It’s been a bad week for municipalities in the Eastern Cape, with public figures battered by fraud and sex scandals. Peter Dickson reportsThe mayor grabbed his assault rifle while the town secretary downloaded porn from the Internet and seven councillors drove home courtesy of their fake driver’s licences.
Sounds like a brave new world’s ultimate nightmare, but it was local government reality in the Eastern Cape last week in East London, Seymour and Fort Beaufort.
Court B in the Grahamstown High Court, presided over by the honourable Judge Eric Leach, is not the place one usually finds Internet porn. But that’s where a bizarre case of sexual harassment played itself out last week when Fort Beaufort town secretary Elfranco Britz faced a R112 000 claim by a former employee who alleges he harassed her for four months in 1995 before raping her.
In four days of explicit evidence, she told the court that while working at the Fort Beaufort municipality, she suffered four months of open-mouthed kisses against her will, forced physical contact and unsolicited petting. She was continually “rubbed up against” and touched, she said, and received love letters and explicit suggestions from her “large and forceful” boss.
Her wrists were often bruised from the force with which she was handled, she said, while her breast was once severely bruised.
Prior to the alleged rape at her home in August 1995 – while her husband was away – she claims Britz showed her pornographic material on his computer.
She, her husband and Fort Beaufort town clerk Johan Botha copied the computer disc as “evidence” and it was this – grainy colour prints of all manner of explicit sex from the website Electroporn – which shocked the court.
Britz, who is being sued for R30 000 for the alleged harassment and R82 000 for the alleged rape, denied the allegations but admitted touching and kissing his former secretary.
He said they were having “an affair”, she was a willing participant and he “never did anything” – including “having sex” with her – without her consent.
His counsel, advocate Ben Pretorius, said in his closing argument that the former secretary’s version was “highly unlikely”.
The evidence indicated an affair and consensual sex rather than sexual harassment and rape, he argued.
The woman wept quietly during the tea break after Pretorius’s argument and again when Judge Leach reserved judgment.
On the same day, further up the road in the Balfour district court and after a night in jail, Seymour mayor Michael Kota appeared on charges of illegally possessing a G3 assault rifle, car theft, housebreaking and escaping from custody.
Kota, in the dock with his brother Ntemi, his girlfriend and two friends, was not asked to plead. They were all remanded in custody at Whittlesea’s Sada prison.
The state alleges the group was arrested on the night of July 14 1994 after the car they were travelling in – reported stolen earlier in the evening – was stopped and searched by police. A G3 assault rifle was found in the car, and they were arrested and handcuffed.
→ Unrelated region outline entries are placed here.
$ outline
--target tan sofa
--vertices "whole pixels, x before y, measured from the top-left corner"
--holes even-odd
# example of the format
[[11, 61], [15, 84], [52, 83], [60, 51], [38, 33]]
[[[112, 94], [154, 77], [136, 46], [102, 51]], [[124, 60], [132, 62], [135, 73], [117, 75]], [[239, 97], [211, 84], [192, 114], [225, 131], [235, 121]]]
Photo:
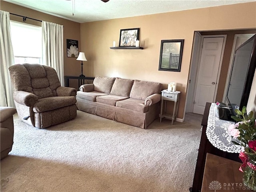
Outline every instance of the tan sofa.
[[12, 150], [14, 132], [13, 115], [16, 110], [13, 107], [0, 107], [1, 159]]
[[76, 95], [80, 110], [146, 129], [159, 114], [160, 83], [96, 76]]

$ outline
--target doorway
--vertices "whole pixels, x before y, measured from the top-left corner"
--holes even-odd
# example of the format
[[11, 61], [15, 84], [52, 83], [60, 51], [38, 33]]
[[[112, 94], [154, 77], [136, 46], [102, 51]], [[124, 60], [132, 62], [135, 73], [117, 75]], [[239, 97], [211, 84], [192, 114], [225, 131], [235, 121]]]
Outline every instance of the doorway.
[[194, 37], [198, 45], [193, 52], [196, 51], [198, 55], [192, 55], [189, 82], [192, 80], [194, 86], [189, 86], [190, 91], [188, 89], [190, 99], [186, 112], [203, 114], [206, 102], [214, 102], [216, 98], [226, 35], [197, 34]]
[[[225, 42], [224, 53], [221, 62], [221, 66], [218, 70], [220, 75], [217, 78], [217, 80], [215, 82], [217, 83], [216, 90], [214, 96], [214, 100], [210, 102], [215, 102], [216, 101], [225, 102], [224, 96], [225, 91], [226, 89], [226, 81], [230, 72], [230, 63], [231, 62], [230, 58], [232, 58], [232, 51], [233, 44], [234, 41], [235, 36], [236, 34], [248, 34], [256, 33], [256, 29], [244, 29], [239, 30], [229, 30], [226, 31], [195, 31], [194, 33], [193, 47], [190, 61], [190, 66], [189, 71], [189, 76], [188, 81], [188, 86], [186, 92], [186, 107], [185, 113], [193, 113], [194, 112], [194, 102], [195, 101], [195, 96], [197, 92], [196, 85], [197, 83], [198, 74], [199, 73], [201, 56], [202, 52], [202, 47], [203, 45], [203, 38], [216, 37], [216, 35], [218, 36], [224, 34], [226, 37]], [[244, 36], [242, 36], [243, 37]], [[238, 41], [240, 42], [240, 41]], [[240, 42], [239, 42], [240, 43]], [[221, 69], [220, 69], [221, 67]], [[204, 107], [203, 107], [204, 109]]]

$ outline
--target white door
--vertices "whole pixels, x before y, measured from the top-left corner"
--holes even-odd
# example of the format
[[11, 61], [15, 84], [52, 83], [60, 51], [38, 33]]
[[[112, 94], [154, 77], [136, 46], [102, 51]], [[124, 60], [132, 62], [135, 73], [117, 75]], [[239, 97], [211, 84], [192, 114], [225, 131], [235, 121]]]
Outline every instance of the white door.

That’s when the curious crowd which had gathered began stoning the police. They were forced to flee – without Kota and company, who escaped, still handcuffed.
The assault rifle was stolen on March 13 1994 from the home of a Ciskei Defence Force member while he was in hospital.
Police representative Captain Leon Els said the mayor and his co-accused were only re- arrested four years later because witnesses, initially “unco-operative”, had now come forward.
The mayor is no stranger to courtrooms. In July this year, an arson charge against him was dropped because of insufficient evidence. He and his brother Timothy had previously appeared in court on charges of aiming a gun at three people.
“Lack of evidence” is also bedevilling prosecutors down the road in East London, where 11 city councillors are being investigated for possessing false driver’s licences.
Investigating officer Inspector Johan van Jaarsveld says he is gathering statements and will open dockets against seven councillors – he is not yet able to name them – once he has all the information.
But documents and statements concerning another four councillors allegedly in possession of fake licences – Duncan Village councillor Sola Nodikana and Mdantsane councillors Joseph Nelani, George Msimang and Lwandile Dukashe – have already been submitted to the director of public prosecutions.
Charges against them were dropped because of “lack of information”. East London public prosecutor Andre Williams said there had not been enough evidence to merit prosecution.
Although he said he was not allowed to discuss the matter further, Williams said that once a decision on whether to prosecute was made by the director of public prosecutions, an investigation would be re-opened.